After a hostile and completely chaotic general assembly on Sunday (covered in some depth below), Hertha will have to place someone in charge in order to remain an attractive enough organization to operate coherently on the current transfer market.
Photo: Martijn Mureau, CC BY-SA 4.0 |
Chaos continues to consume German capital city club Hertha BSC. After “die alte Dame” lost its interim President at a turbulent general meeting over the weekend, Norbert Sauer’s resignation on Monday from the executive committee leaves just four individuals left on the board. Sauer joins former President Werner Gegenbauer and interim President Thorsten Manske as a trio of higher ups that have left the club in the past six days.

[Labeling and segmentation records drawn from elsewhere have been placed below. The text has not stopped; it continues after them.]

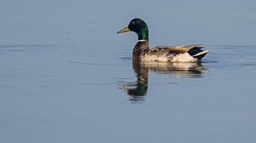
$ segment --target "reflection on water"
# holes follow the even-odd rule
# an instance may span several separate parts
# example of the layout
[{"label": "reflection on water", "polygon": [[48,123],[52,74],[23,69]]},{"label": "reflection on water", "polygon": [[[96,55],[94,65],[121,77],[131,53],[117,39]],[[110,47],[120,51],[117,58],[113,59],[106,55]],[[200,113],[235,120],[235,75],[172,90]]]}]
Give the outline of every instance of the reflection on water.
[{"label": "reflection on water", "polygon": [[148,91],[149,71],[159,74],[168,74],[174,78],[202,78],[207,71],[201,62],[157,62],[133,61],[132,67],[137,78],[135,82],[124,82],[119,88],[130,96],[133,103],[144,100]]}]

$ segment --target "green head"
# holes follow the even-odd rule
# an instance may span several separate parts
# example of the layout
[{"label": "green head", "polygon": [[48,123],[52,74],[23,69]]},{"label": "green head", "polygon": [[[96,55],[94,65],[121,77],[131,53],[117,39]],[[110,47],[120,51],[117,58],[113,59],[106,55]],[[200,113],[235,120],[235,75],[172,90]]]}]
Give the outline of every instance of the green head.
[{"label": "green head", "polygon": [[148,25],[144,21],[135,18],[132,19],[128,26],[123,29],[119,30],[117,33],[124,33],[126,32],[134,32],[138,35],[138,39],[149,39],[149,30]]}]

Hertha have in fact lost many bosses this year, including former CEO Carsten Schmidt and assistant sporting director Arne Friedrich. Facing the members on Sunday, current Sporting CEO Fredi Bobic had to strike a remorseful tone amid a hail of jeers during the prolonged seven hour session on Sunday.
“I feel guilty,” the 50-year-old told some 2,800 assembled members, “We didn’t deliver and I am responsible for that. We didn’t find a foundation, but rather started building from the roof. We had a team that was not a team. Dialogue with you members is damned important to us. You were there when we needed you.”

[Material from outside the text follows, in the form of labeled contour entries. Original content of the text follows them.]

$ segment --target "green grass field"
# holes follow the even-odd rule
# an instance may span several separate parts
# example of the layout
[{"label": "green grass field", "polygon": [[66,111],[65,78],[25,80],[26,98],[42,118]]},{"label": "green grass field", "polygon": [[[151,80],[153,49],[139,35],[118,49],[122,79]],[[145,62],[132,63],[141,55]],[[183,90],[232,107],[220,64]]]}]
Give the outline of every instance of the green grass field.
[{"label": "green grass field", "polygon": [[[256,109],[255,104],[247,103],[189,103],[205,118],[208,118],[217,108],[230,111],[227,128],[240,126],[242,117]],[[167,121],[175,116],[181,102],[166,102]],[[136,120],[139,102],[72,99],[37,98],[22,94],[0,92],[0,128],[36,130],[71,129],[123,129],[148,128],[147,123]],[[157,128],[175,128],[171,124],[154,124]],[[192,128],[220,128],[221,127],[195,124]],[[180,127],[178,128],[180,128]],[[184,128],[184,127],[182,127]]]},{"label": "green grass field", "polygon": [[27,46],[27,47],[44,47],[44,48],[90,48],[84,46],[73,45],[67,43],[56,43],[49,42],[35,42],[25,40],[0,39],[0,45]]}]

Controversial investor Lars WIndhorst, speaking after Bobic, also had to face the music. The 45-year-old was heckled mercilessly as he tried to speak. Windhorst offered up apologies for some of his missteps, but also got quite defensive. He responded directly to the “Windhorst Raus” (“Windhorst out”) chants
“‘Windhorst out’ doesn’t actually work,” the investor stressed, “I’m not standing for election, I can’t be voted out. My shares are paid for and belong to me. I’m not leaving, that’s not even possible. I’m in it for the next 10, 20 years.”
There were some positives on Sunday as the supervisory committee did elect some new members. The executive board nevertheless urgently needs an acting President in order for the club to conduct business at all. With an actual election not scheduled until the end of June, German footballing magazine Kicker reports that the four remaining members will convene on the first of the month to select and acting President from their ranks.
Anne Jüngermann, Fabian Drescher, Peer Mock-Stümer und Ingmar Pering are last members of the executive committee. With all of the departures this year, the entire management system of the club must be restructured. That matter remains an urgent one; albeit a project that must take a back seat for now as the capital city’s Charlottenburg side struggles to maintain functionality first.